Top government officials will meet today to lay the groundwork for the construction of 10,000 classrooms to support the transition of learners from primary to junior secondary schools.

The Standard has established that Education Cabinet Secretary George Magoha will chair a meeting where County Commissioners and Ministry of Education County Directors will be taken through the project expectations, even as questions emerged on how the government plans to bridge the gap of the total number of the needed classrooms.

Education stakeholders who spoke to The Standard questioned whether 10,000 classrooms would be adequate to take care of the double intake that will see some 2.5 million children join high school.

It is expected that the Competency-Based Curriculum (CBC) pioneer class will transition to junior secondary school in 2023 after sitting the Grade Six national examination.

During the same year, the present Standard Seven learners under the 8-4-4 education system will join Form One after sitting KCPE examinations. Official data from the Ministry of Education shows that the total number of Grade Six and Standard Eight learners expected to join secondary school will be 2,571,044.

However, available secondary school spaces for those joining the new level of education are only 1,081,900, leaving a deficit of 1,489,144.
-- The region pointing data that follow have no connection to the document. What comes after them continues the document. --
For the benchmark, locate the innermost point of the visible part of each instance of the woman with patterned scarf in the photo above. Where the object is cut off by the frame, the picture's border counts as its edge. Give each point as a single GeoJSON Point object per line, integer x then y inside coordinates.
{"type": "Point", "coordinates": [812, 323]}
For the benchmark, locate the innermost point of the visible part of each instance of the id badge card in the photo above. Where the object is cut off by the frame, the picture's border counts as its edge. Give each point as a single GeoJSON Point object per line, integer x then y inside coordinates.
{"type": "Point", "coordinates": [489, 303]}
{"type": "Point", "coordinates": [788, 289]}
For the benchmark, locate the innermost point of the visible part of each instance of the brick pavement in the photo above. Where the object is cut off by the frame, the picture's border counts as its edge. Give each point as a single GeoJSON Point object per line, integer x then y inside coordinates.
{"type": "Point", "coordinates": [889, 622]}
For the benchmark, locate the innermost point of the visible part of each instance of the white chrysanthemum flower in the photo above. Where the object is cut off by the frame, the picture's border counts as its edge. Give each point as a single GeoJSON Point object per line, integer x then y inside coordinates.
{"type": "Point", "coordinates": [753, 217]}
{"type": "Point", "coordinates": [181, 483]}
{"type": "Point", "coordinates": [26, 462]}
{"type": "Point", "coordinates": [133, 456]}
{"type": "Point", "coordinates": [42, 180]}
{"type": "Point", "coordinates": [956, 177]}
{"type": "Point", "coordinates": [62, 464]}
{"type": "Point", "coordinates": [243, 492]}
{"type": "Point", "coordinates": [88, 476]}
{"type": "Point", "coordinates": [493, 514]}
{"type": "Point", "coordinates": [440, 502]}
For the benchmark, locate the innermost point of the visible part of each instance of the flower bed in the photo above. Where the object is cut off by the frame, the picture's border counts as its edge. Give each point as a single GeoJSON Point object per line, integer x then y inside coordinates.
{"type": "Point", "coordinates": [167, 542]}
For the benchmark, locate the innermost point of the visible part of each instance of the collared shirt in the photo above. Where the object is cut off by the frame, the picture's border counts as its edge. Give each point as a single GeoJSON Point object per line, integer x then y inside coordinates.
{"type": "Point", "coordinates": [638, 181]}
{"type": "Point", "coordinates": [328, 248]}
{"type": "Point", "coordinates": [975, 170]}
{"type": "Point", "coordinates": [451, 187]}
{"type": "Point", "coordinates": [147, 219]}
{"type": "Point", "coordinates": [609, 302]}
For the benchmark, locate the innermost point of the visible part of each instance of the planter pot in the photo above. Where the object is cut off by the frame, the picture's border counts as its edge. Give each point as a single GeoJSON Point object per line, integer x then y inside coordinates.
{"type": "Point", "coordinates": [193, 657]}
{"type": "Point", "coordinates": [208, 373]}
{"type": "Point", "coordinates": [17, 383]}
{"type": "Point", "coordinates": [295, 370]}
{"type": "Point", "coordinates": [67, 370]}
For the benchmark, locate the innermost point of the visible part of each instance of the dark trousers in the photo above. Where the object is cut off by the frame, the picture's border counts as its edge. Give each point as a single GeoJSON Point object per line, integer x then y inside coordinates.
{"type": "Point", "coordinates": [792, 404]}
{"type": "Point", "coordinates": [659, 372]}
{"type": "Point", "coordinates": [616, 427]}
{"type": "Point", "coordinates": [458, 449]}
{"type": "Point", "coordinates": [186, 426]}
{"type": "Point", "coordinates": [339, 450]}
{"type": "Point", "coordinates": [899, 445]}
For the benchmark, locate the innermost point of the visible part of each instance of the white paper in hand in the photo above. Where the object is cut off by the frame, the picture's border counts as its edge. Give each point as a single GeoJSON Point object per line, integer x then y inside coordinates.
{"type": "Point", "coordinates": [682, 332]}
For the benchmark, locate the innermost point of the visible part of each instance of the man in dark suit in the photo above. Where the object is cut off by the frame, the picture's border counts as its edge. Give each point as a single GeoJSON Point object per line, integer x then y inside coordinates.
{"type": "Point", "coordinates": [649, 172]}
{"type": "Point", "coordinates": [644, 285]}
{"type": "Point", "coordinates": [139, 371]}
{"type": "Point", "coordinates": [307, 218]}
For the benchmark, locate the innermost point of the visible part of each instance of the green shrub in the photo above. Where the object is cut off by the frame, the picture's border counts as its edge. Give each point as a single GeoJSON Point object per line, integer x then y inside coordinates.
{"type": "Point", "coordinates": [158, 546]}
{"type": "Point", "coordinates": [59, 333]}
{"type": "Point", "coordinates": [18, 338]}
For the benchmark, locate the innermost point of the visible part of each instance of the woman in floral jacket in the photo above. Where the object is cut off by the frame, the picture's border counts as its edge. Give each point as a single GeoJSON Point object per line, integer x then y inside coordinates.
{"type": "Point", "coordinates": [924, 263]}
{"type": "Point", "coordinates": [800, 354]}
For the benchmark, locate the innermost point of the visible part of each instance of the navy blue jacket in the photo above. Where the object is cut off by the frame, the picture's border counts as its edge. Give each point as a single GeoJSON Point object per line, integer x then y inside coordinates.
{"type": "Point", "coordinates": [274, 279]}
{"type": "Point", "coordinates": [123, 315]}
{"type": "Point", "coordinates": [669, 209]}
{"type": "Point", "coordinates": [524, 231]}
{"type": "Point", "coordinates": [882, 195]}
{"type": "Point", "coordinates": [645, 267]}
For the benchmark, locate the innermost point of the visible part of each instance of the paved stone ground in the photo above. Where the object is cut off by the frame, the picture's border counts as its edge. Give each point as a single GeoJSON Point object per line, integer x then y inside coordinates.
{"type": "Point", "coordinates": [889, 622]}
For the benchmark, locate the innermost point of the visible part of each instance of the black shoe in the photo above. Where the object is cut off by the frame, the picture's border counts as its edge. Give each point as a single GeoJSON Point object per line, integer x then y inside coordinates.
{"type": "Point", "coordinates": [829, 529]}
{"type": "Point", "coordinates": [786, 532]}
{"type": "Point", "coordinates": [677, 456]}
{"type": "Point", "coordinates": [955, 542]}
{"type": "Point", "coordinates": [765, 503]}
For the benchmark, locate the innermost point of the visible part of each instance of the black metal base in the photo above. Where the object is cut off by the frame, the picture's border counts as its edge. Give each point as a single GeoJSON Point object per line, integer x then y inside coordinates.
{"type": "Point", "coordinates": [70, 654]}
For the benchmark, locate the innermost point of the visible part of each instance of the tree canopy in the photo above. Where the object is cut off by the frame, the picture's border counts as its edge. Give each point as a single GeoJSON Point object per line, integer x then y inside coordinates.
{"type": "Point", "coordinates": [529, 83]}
With an average of 40 learners per class, this translates to some 27,000 additional classrooms needed for a smooth transition.

President Uhuru Kenyatta said only 10,000 classrooms would be constructed at a cost of Sh8.1 billion and asked other partners such as MPs to set aside constituency funds to top up.

National Parents Association chairperson Nicholas Maiyo said parents’ representatives should be included in the tender committee to protect the interests of the children.

The president said that to boost the local economies, the classrooms should be constructed by local contractors near the schools.

“This initiative will tap into the skilled manpower within the counties, empowering locals with enhanced economic opportunities,” said Uhuru.

Maiyo said every parent is concerned about the safety of children and the quality of work that will be done.

“We plead that the contractors be certified and have the proper experience to leave no room for backroom deals that may risk children’s lives,” said.

He said even if contractors are locally sourced, the procurement process must be followed to the letter to ensure children’s safety.

Whether Sh810,000 would be adequate to construct one classroom is also a major concern as stakeholders argue that this is below the Sh1.2 million estimate by the Ministry of Public Works. Maiyo said the cost unit factor must be looked into, saying that the availability of materials differs from county to county.